One of the defining features of the interwar period is the stock market crash of 1929 and the resulting depression. “The suicides of millionaire bankers and stockbrokers”—parodied in this cartoon—“made the headlines, but more compelling was the enormous toll among ordinary people who lost homes, jobs, farms, and life savings in the stock market crash. Conservatives advised waiting until things got better; radicals espoused immediate social revolution” (NAAL 11).
These depression-era shacks in an undated photograph by Philip Gendreau fill the abandoned land in the old Central Park reservoir of New York City. Homeless squatters hit hard by the depression had few housing choices. Notice the opulent apartment buildings in the background. The contrast between wealth and poverty in New York City, and elsewhere, is underscored in this photograph.
November 16, 1930, Chicago. Notorious gangster Al Capone attempts to help unemployed men with his soup kitchen “Big Al's Kitchen for the Needy.” The kitchen provides three meals a day consisting of soup with meat, bread, coffee, and doughnuts, feeding about 3,500 people daily at a cost of $300 per day. Such social “safety nets” became increasingly important during the Great Depression.
A man walks past a farmhouse in a dust storm at the height of the Dust Bowl. Ca. 1937.
Migrant family walking on the highway from Idabel, Oklahoma to Krebs, Oklahoma. Photo by Dorothea Lange, 1938.
One social safety net was the Civilian Conservation Corps, a public works project funded by the federal government that employed out-of-work Americans to rebuild the national infrastructure. Pictured here is the Roscommon Branch Station, Michigan, October 10, 1934.

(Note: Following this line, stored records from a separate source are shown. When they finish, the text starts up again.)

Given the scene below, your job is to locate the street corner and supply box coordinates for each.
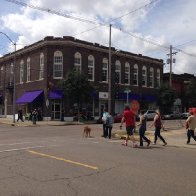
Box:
[112,130,154,141]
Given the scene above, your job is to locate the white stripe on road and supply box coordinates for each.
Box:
[0,142,32,146]
[0,145,56,153]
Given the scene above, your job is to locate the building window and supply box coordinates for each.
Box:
[20,60,24,84]
[53,51,63,79]
[133,64,138,86]
[142,66,147,87]
[88,55,95,81]
[125,62,130,84]
[0,66,5,87]
[102,58,108,82]
[74,52,82,72]
[27,57,31,82]
[149,67,154,88]
[10,63,14,84]
[115,61,121,84]
[156,69,161,88]
[39,53,44,80]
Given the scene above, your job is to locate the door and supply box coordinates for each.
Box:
[51,100,61,120]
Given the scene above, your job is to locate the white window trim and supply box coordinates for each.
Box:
[20,60,24,84]
[27,57,31,82]
[53,51,63,79]
[142,66,147,87]
[101,58,108,83]
[39,53,44,80]
[74,52,82,73]
[149,67,154,88]
[133,64,139,86]
[125,62,130,85]
[156,69,161,88]
[115,60,121,84]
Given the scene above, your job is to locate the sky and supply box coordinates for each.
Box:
[0,0,196,75]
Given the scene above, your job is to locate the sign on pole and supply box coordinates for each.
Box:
[131,100,140,114]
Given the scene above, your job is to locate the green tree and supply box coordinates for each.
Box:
[158,85,176,113]
[183,80,196,108]
[62,70,93,115]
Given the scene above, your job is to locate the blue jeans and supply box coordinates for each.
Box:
[154,127,166,144]
[105,126,112,139]
[139,127,150,146]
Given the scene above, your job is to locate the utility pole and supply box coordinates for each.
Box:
[108,24,112,113]
[0,32,16,123]
[167,45,177,88]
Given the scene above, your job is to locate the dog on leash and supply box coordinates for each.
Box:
[83,126,91,137]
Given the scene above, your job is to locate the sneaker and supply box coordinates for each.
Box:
[133,144,138,148]
[122,142,127,146]
[147,141,151,147]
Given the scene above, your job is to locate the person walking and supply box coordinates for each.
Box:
[186,112,196,144]
[149,110,167,146]
[17,109,24,122]
[102,109,109,137]
[137,111,151,146]
[32,109,38,125]
[105,113,114,139]
[120,106,137,148]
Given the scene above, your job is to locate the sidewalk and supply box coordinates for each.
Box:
[112,123,196,149]
[0,118,196,149]
[0,118,89,127]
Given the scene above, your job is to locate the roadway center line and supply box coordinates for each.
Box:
[0,145,56,153]
[28,150,98,170]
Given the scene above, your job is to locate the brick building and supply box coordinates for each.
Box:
[0,36,163,120]
[163,73,196,112]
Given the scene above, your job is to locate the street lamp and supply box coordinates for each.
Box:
[124,90,131,105]
[0,31,16,123]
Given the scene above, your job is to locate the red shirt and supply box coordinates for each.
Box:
[123,110,135,127]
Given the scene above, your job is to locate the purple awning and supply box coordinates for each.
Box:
[48,90,64,99]
[16,90,43,104]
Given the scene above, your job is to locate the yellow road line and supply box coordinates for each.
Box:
[28,150,98,170]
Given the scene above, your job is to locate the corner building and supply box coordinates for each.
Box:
[0,36,163,121]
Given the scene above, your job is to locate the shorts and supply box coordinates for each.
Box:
[126,125,134,135]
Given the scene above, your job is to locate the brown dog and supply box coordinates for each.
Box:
[83,126,91,137]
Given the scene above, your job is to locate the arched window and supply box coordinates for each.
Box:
[27,57,31,82]
[149,67,154,88]
[142,66,147,86]
[133,64,138,86]
[88,55,95,81]
[74,52,82,72]
[156,69,161,88]
[20,60,24,84]
[10,63,14,84]
[102,58,108,82]
[53,51,63,79]
[39,53,44,80]
[115,60,121,84]
[125,62,130,84]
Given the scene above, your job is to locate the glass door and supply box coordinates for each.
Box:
[51,100,61,120]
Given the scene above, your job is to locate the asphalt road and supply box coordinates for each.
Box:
[0,125,196,196]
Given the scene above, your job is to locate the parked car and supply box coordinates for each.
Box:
[161,113,175,120]
[144,110,156,120]
[181,112,189,119]
[114,114,122,123]
[161,113,181,120]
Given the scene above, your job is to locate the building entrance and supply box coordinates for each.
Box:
[51,100,62,120]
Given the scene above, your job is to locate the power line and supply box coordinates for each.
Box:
[110,0,158,23]
[5,0,100,24]
[5,0,196,57]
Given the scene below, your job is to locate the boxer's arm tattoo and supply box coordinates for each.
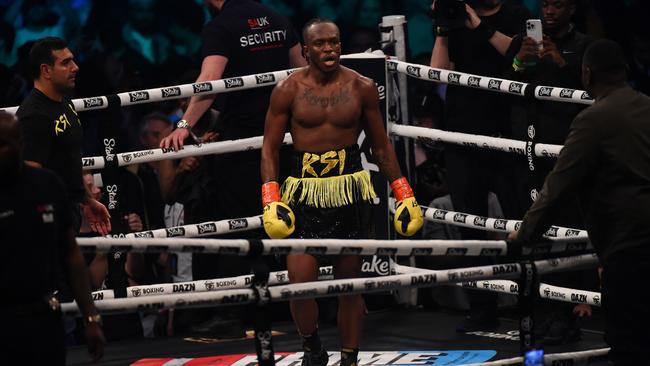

This list of the features of modern art and literature is neither exhaustive nor entirely coherent, but it’s a good place to start differentiating between the modernist literature of the twentieth century and the realism/naturalism of the late-nineteenth century. Not every work of modernist art or literature displays all of these qualities, and some work emphasizes one aspect more than the others. The works of art featured in the following slides provide a starting point for discussing the nature of modernism.
Georges Braque’s Still Life With Guitar (ca. 1918–19) provides a great opportunity for talking about modernist fragmentation. Where is the guitar in this still life? Why does Braque opt to “take apart” a guitar and represent its scattered fragments rather than depict it as a unified whole? How does it force us to think about the guitar differently by viewing it in fragments?
Pablo Picasso’s 1937 painting Weeping Woman is a prime example of Cubist art. Discuss with your students how Picasso has broken down the image of the woman into various fragments from different perspectives (for example, the left eye is from three-quarter view and the right eye is viewed straight on, while the mouth is in profile) and then reassembled those fragments. Why does Picasso do this? How is he forcing us to see this woman anew? How does this new vision of a typical subject—a portrait of a woman—reflect the concerns of modernism described on the earlier slide?
Wassily Kandinsky’s In Blue (1925) takes modernist aesthetics even further than the Braque and Picasso paintings in the previous two slides. In his effort to break down the world into fragments, has Kandinsky completely removed all reference to the natural world? Can your students identify any recognizable images (the sun? a mountain? a tower?), or is it all a mass of shapes? What is Kandinsky trying to achieve with this radical conception of the world as (nonrepresentational?) fragmentary shapes?